Tiffany wants Bernard Arnault to testify in court on merger intrigue

Tiffany & Co. wants to grill LVMH chief Bernard Arnault in court about his reported attempts to wriggle out of the $16.2 billion marriage of the luxury giants, The Post has learned.

The New York-based jeweler — which sued LVMH on Wednesday to prevent the French luxury conglomerate from backing out of the November 2019 deal — wants to force the French billionaire to testify on the stand whether he asked French officials for help to scuttle the merger, which has soured since the Covid-19 crisis tanked Tiffany’s business.

Specifically, Tiffany plans to ask Arnault — who is Europe’s richest man with a net worth of $86.5 billion — about allegations that he solicited a letter from France’s foreign affairs office that asked LVMH to delay the tie-up, sources said.

That letter arrived only because Arnault approached the French government for assistance in getting out of the deal, Bloomberg News reported this week. Arnault reportedly went to the foreign ministry after the nation’s finance ministry rejected his request.

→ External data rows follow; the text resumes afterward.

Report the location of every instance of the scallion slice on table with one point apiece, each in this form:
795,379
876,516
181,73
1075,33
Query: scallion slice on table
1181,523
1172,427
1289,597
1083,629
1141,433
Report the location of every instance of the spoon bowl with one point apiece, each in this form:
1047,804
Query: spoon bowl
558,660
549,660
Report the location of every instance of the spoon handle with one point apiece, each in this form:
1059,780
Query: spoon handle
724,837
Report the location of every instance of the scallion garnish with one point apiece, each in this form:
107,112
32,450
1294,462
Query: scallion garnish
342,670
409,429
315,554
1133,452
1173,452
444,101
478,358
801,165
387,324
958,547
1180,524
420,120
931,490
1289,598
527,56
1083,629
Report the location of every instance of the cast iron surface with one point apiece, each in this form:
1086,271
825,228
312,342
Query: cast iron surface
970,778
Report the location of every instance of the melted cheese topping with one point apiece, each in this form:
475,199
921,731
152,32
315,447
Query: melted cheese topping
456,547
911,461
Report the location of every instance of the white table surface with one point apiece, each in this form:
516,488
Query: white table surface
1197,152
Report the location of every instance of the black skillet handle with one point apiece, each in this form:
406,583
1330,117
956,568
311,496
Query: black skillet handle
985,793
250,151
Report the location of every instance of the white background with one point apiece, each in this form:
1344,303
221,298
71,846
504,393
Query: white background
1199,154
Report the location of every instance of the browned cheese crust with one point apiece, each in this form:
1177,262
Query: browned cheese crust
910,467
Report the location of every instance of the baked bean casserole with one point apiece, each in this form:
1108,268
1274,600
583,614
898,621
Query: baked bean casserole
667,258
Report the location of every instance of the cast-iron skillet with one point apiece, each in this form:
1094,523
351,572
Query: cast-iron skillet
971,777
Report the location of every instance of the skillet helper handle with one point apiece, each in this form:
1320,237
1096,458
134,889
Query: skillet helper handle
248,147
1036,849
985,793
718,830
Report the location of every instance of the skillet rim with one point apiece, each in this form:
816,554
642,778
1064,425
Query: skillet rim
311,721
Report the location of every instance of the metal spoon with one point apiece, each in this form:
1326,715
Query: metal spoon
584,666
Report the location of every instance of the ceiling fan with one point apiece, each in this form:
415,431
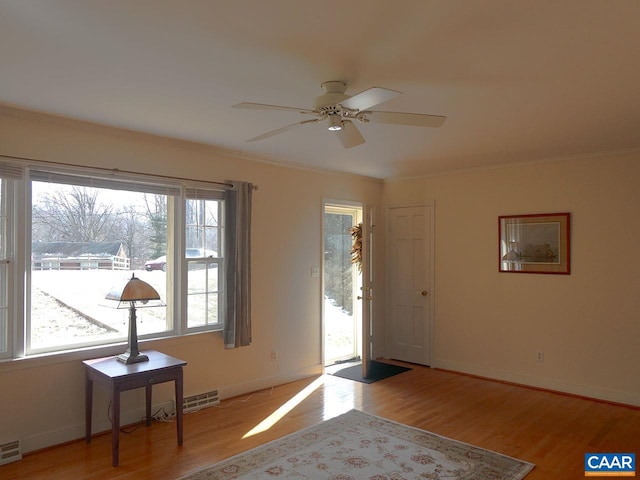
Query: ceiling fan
340,110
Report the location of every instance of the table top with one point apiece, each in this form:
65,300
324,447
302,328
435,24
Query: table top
112,368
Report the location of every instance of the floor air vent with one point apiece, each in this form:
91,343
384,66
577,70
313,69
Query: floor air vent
198,402
10,452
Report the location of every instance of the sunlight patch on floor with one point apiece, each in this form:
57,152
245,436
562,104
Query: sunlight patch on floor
276,416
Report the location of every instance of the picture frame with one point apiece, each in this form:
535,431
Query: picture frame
535,243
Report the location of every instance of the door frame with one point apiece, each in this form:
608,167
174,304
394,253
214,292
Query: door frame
432,293
361,329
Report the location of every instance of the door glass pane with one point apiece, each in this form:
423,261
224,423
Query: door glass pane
339,285
4,273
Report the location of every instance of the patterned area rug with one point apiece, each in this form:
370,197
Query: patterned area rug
359,446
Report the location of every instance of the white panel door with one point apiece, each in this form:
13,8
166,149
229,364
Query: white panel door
409,320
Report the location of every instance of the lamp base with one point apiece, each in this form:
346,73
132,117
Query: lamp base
129,358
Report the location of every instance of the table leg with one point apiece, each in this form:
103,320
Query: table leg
115,428
148,404
88,406
179,404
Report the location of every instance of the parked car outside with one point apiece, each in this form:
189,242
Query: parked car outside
160,263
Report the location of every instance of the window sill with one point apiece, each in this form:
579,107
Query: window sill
67,356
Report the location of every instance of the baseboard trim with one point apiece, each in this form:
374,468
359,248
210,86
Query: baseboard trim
628,399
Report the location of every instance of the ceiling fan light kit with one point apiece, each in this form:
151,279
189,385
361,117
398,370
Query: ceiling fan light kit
335,123
340,110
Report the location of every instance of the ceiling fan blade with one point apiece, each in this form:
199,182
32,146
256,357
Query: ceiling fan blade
263,106
282,130
349,136
370,97
399,118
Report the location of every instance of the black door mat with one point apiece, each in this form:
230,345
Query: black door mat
377,371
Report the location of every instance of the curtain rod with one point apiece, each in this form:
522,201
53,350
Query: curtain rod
117,170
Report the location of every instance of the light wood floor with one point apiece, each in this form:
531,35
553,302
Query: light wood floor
551,430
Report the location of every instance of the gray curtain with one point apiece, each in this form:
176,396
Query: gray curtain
237,265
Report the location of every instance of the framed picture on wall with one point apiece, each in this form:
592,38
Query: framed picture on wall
538,243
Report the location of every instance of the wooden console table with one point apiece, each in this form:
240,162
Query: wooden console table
118,377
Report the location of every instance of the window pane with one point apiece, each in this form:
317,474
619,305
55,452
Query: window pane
85,241
203,293
202,227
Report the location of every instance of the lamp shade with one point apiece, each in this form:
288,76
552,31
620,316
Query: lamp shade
135,290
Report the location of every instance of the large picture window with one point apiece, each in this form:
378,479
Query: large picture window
86,233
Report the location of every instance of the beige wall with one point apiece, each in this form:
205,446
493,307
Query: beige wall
42,400
492,324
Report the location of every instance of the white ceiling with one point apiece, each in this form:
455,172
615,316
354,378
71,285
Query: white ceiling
518,80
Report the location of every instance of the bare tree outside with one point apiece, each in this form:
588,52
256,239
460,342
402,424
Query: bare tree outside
74,215
156,214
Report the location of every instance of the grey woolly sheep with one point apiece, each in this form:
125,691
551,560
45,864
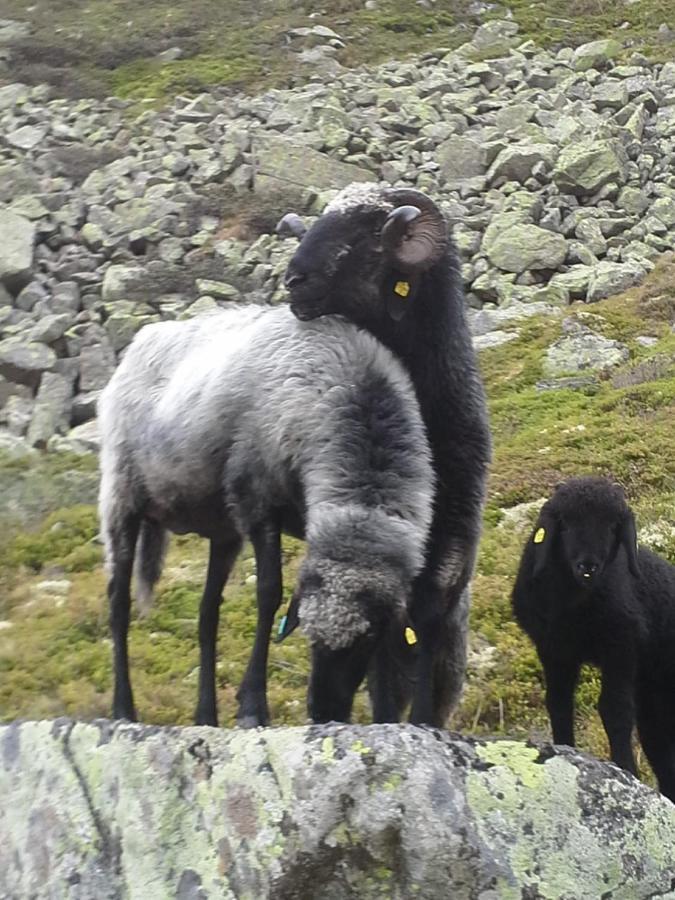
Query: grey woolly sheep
248,423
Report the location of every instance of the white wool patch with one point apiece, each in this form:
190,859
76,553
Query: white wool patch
360,194
334,615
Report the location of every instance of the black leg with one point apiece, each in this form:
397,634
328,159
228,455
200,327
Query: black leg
440,610
123,546
561,679
221,560
335,678
252,693
617,710
391,675
656,728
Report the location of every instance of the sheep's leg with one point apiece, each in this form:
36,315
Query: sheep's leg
441,622
122,549
252,694
336,676
656,728
616,708
391,675
561,677
221,560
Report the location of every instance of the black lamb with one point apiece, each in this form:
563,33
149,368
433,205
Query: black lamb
587,593
383,258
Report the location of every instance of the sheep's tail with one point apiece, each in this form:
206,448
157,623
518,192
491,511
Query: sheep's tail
150,550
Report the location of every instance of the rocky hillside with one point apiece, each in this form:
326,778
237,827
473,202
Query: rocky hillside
556,169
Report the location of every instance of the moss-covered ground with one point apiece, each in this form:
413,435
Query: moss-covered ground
86,47
54,642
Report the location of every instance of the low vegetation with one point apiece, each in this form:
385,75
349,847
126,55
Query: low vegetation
97,47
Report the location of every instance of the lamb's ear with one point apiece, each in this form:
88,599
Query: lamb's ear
291,225
414,236
628,537
543,537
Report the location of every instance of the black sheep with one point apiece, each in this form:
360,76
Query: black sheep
586,593
383,258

“He’ll get questioned: Did you go to the Ministry of Finance?” a source close to the escalating legal battle told The Post.

Questions about how Arnault tried to get the letter, who approached whom, and why the Ministry of Finance did not issue the letter could be embarrassing for the fashion tycoon, who is the world’s fourth-richest person, sources close to Tiffany said.

Arnault is insulted and angry about Tiffany’s suit against LVMH, believing it is a personal attack, a source close to LVMH said. The Paris-based conglomerate said this week that the French government had asked it to delay the merger until January in response to planned US tariffs on French luxury goods.

LVMH — whose pricey labels include Louis Vuitton, Christian Dior and Marc Jacobs — said Wednesday that the foreign ministry’s letter was unsolicited. The company believes it has a valid order from the French government to delay the merger closing, according to sources close to LVMH.

Tiffany, meanwhile, suspects that LVMH pressured the French government to ask for a delay so LVMH in turn could push 183-year-old Tiffany for a price cut in the merger, sources said. LVMH agreed to pay $135 a share in the deal, but Tiffany shares were trading at $113.78 as of 10:02 a.m. Thursday.

Tiffany plans to compel Arnault to testify in the second or third week of October — though the company believes he will cave and go through with the deal rather than take the stand, the source said.

The Delaware Chancery Court, where Tiffany filed the suit, is known for moving quickly, and Tiffany has asked for an expedited trial so a judge can rule before the merger agreement’s Nov. 24 expiration.

Tiffany does not believe any letter from the French government will hold up in Delaware Chancery Court, sources said. The European Union has jurisdiction over mergers and is the only regulator for the EU countries that can order a merger be stopped.

“France is powerless to interfere with the transaction,” according to a source close to Tiffany.

LVMH declined to comment. Tiffany did not immediately respond to an email seeking comment on LVMH’s Thursday statement.

On Thursday, LVMH fired back, saying it would sue Tiffany over its management of the COVID-19 pandemic, which forced it to close stores and hammered its sales. LVMH called Tiffany’s financial results for the first half of the year “very disappointing” and “significantly inferior” to LVMH’s comparable jewelry brands, which include Bulgari, Hublot and TAG Heuer.

LVMH also rebutted Tiffany’s allegations that it failed to seek antitrust approval for the deal in key jurisdictions such as the European Union. The company said it expects EU officials will approve the deal next month after LVMH files for approval, which it plans to do in “the following days.”

Tiffany’s lawsuit “has clearly been prepared by Tiffany a long time ago and communicated in a misleading way to shareholders and is defamatory,” LVMH said in a statement. “LVMH will defend itself vigorously.”